Depuis sa tente à Gaza-ville, Mahmoud Abdel Aal observe un paysage de ruines, balayé par les vents. Comme de nombreux autres résidents interrogés, il ne perçoit aucune amélioration tangible depuis l’annonce du passage à la deuxième phase du plan américain. Les frappes aériennes israéliennes, bien que moins intenses que durant les mois précédents, continuent de résonner presque quotidiennement. La Défense civile, une organisation de premiers secours, a ainsi rapporté plusieurs victimes dans les heures ayant suivi l’annonce de l’émissaire américain.

Plus au sud, à Deir el-Balah, la famille al-Houli fouille les décombres de son foyer, récemment touché par un raid. Un voisin, Ahmad Sulayman, constate avec amertume le décalage entre les déclarations médiatiques et la situation sur le terrain. Les accusations mutuelles de violations de la trêve entre Israël et le Hamas se poursuivent, l’armée israélienne justifiant ses récentes opérations par des tirs contre ses positions.

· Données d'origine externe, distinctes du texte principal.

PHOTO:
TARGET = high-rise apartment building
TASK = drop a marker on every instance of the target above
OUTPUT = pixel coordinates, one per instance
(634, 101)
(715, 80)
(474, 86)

La formation au Caire d’un comité technocratique palestinien, chargé de superviser la reconstruction sous l’égide d’un futur Conseil de paix, ne suscite guère d’optimisme parmi une population épuisée. Hossam Majed, qui vit dans les vestiges de sa maison à Gaza-ville, craint que le processus, qui inclut le désarmement du Hamas et le retrait des troupes israéliennes, ne s’étende sur de longues années, retardé par divers prétextes selon lui.

La précarité demeure extrême pour la grande majorité des habitants. Les réseaux essentiels, de l’eau à l’électricité en passant par la gestion des déchets, sont hors service. Le système de santé fonctionne au ralenti et la reprise scolaire n’est que très partielle, la majorité des infrastructures ayant été détruites. Les organisations humanitaires soulignent que l’aide, bien qu’en légère progression par endroits, reste insuffisante en raison des contraintes logistiques persistantes.

Malgré tout, une lueur d’espoir ténue subsiste. Pour Nivine Ahmad, déplacée dans le sud de l’enclave, l’annonce du comité de gouvernance a fait naître l’image d’un retour possible vers une vie normale, même modeste. Elle évoque le rêve d’un abri préfabriqué disposant des services de base, symbole à ses yeux de la fin véritable des hostilités. En attendant, comme beaucoup, elle ne compte que sur l’espoir et la patience pour supporter le quotidien.